20 Mayıs 2009 Çarşamba

Cumartesi - Pazar




Posted by Picasa

15 Mayıs 2009 Cuma

YEce bugün...
sabah anneyle keyifli bir kahvaltı yaptı. Yağmur kız tam da babası gibi bir zeytin hastası, çekirdeklerini bile çıkarmama tahammülü yok :) Anne çiçekleri sularken ve heni aldığı çiçeği dikerken biraz toprakla oynadı. İşin kötüsü kafayı semizotu ektiğimiz saksıya taktı, birazda mine çiçeğinin toprağını karıştırdı ama ne hikmetse kaktüslerin toprağı hiç ilgisini çekmiyor ;0
Uzuuunnn (normalin nerdeyse iki katı, sabah artı öğle uykusu da denebilir) bir sabah uykusundan sonra baba da gelince balık yedi benim balık kızım... Öğleden sonra anne - kız pazara gittiler Yağmuşa şapka aldılar. Tuğba teyzeye çaya gidildi (evet dünde Tuğba teyzeye gitmiştik ama bu sefer Poyrazla beraber tam bir oturmaya gidildi) Öğleden sonra uykusunu atlayan kuzu eve gelmek için babayıda bekleyince biraz mızmızlandı. Pazarlıklarımızı alalım diye babaanneye uğrayınca bi de ne görelim, amca gelmiş ;)
Evin önünde biraz taşlarla oynayıp eve girdik, bir taraftan uyku, bir taraftan tezgahtaki çilekler (evet aynı babası gibi çileğe de bayılıyor, yukarıda söylemeyi unumuşum, aynı şeyler balık içinde geçerli) iyice sabırsızlanan hanım siyah mercimek çorbası + çilek yedi akşam yemeği olarak... ve uykuuu.... iyi uyu bebeğim, uyu da büyü...

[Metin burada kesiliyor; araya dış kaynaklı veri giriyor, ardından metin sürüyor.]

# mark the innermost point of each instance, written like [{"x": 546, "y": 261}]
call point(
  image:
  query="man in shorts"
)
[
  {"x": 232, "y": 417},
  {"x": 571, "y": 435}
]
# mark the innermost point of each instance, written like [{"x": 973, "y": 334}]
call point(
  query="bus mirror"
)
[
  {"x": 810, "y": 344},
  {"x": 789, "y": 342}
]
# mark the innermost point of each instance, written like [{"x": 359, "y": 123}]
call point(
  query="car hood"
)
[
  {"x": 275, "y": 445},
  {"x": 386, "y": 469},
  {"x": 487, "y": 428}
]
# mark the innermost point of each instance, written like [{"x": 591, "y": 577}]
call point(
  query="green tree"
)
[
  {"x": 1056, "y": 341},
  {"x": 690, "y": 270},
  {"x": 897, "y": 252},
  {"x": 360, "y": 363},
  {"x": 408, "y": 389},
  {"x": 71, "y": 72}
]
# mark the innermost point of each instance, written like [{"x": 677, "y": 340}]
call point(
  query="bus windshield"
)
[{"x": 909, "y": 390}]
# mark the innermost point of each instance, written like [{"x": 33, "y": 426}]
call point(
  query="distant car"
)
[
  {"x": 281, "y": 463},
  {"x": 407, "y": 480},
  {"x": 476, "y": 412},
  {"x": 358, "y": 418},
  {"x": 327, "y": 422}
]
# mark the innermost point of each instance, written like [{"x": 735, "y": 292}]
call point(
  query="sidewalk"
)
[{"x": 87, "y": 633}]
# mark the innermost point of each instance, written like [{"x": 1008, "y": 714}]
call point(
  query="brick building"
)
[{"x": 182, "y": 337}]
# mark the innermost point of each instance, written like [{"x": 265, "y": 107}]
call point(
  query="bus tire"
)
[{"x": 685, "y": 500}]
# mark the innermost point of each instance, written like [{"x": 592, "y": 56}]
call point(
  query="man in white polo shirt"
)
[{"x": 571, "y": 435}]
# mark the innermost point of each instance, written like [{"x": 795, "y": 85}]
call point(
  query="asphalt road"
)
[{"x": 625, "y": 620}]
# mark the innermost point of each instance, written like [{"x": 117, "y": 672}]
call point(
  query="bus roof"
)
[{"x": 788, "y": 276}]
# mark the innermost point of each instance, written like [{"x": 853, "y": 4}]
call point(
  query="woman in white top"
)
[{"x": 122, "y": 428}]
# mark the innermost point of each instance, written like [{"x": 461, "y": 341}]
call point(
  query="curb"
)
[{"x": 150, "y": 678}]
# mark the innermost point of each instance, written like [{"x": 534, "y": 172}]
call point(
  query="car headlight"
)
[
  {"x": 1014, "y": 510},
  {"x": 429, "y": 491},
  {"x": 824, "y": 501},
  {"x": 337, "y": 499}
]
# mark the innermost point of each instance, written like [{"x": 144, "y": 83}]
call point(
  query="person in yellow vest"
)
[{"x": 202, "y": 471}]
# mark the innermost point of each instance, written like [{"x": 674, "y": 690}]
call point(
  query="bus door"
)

Fotoğraflarda hali sabah uykusundan....
Posted by Picasa

14 Mayıs 2009 Perşembe

YEce bugün...

sabah babaanneye ve dedeye gitti, öğlen arası anneyi de, babayı da görmedi. Sabah kahvaltı yapmış, biraz gezintiye çıkmış. 4.30 da anne YEce yi almaya gittiğinde yeni uyanmıştı. Anne ile birlikte önce Tuba teyzeye gittiler, YEce bir süre annenin kucağından inmedi. Sonra kumanda ile oynarken görüntüyü kaybeden YEce kumandayı anneye getirdi, anne görüntüyü geri getirdi ve YEce yeni bir oyun icat etmiş oldu :0 Sonra Tuba teyzeyide alıp Şahintepesine çay içmeye gittiler. Şahintepesinde Eylül ve köpeklerle oynadı, salıncağa bindi. Anne yanında makinası olmadığı için hayıflandı. Eylül ve Yasemin teyzeyi bulan YEce benimde bir annem vardı, nerde acaba demediği gibi anneyi gördüğü zamanlarda da tanımıyormuş numarasına yattı.
Eve girergirmez Asu aradı, önce gelemeyiz desek de sonradan onun limana gitme teklifini kabul ettik ;)) Asu ve Cenk ile liman çay bahçesi keyfi yaptık, YEce yine yürüdü, köpek yavrusu ile oynadı, çiçek kopardı kokladı, kedi kovaladı, salıncağa bindi... Asu'nun kucağından anneye bile gelmek istemedi. Baba gelince eve döndük, Asu arbadan inice bağıra bağıra ağladı :=) Çorbasını içer içmez (pek içmiş sayılmaz ya) uyudu tontonum. Ama ne yazıkki bu güzel öğleden sonraya ait fotoğrafımız yok.
Günün dersi: Demekki neymiş, artık havalar güzel olduğu için bolbol gezdiğimize göre fotoğraf makinasını yanımızdan eksik etmeyecekmişiz...

13 Mayıs 2009 Çarşamba

Annem, kızım bu benim ikinci anneler günüm. Seninle günler o kadar hızlı geçiyor ki annem, büyüyüşünü görmek en büyük mutluluğum, en büyük hediye bana.